La expresión del galeno, según salía, era digna de verse y Barsine todavía esperó a que pasara entre los dos guardias de la entrada antes de sentarse junto al lecho e interesarse cariñosamente por la salud del enfermo.
—Espero estar en pie pasado mañana. No voy a darle a Darío el gusto de morirme…

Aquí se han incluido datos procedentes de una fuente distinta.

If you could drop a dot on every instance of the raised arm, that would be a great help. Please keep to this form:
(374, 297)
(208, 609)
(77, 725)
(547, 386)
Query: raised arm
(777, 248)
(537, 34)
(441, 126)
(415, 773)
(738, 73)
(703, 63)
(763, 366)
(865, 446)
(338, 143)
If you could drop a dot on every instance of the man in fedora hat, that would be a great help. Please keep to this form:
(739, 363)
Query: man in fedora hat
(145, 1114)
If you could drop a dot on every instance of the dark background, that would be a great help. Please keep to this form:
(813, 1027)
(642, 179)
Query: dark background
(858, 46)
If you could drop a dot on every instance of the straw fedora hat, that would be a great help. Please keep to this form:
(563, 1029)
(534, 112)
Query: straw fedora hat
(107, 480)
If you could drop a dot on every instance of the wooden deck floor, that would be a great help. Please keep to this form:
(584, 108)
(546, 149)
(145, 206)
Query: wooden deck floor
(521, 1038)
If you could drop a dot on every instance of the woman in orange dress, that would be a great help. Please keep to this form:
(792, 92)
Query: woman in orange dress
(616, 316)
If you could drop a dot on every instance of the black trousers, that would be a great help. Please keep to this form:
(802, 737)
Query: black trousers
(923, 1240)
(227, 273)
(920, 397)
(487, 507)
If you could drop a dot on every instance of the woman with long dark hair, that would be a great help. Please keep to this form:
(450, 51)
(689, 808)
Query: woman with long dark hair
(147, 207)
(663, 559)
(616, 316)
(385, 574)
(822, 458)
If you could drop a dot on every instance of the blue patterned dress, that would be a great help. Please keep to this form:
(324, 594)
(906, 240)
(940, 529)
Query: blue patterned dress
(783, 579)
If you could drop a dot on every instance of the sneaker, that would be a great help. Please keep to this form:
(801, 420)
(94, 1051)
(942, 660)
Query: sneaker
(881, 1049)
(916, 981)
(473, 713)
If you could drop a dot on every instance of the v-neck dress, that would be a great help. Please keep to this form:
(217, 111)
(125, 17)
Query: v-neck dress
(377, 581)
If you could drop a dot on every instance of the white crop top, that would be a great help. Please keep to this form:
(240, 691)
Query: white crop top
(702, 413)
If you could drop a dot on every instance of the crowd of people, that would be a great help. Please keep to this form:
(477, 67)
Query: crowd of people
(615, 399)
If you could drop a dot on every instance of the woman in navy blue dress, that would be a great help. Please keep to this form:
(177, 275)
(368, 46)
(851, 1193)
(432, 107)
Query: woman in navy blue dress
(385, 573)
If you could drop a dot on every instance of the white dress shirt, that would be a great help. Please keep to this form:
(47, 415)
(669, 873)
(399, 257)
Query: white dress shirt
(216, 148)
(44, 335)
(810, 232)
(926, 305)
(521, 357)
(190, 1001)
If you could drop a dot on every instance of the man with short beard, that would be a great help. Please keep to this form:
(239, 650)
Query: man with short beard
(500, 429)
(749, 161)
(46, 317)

Ella comprendió que esperaba su comentario a propósito de la carta, pero el tema ya lo habían agotado durante las últimas semanas. La épira se había opuesto a que se casaran. En sus misivas se dedicaba a recordar su esterilidad y una diferencia de edad que se vería demasiado pronto.
Piénsalo bien, hijo mío: ¿acaso puede la rana casarse con un renacuajo?
Había hecho lo que estaba en su mano para interponerse desde la distancia. Pero como el hijo le leía sus misivas, resultaba sencillo neutralizar su veneno.
Obviando el tema, le cogió la mano con la que él intentaba atraerla hacia sí y le dijo que tenía algo importante que anunciarle.
—¿Cómo?
El yaciente se incorporó como un resorte.
—Esto hay que comunicárselo de inmediato a los hombres. ¡Tolomeo!
La noticia fue recibida con alegría por todos los macedonios y en especial por los más viejos como Parmenión y Eúmenes.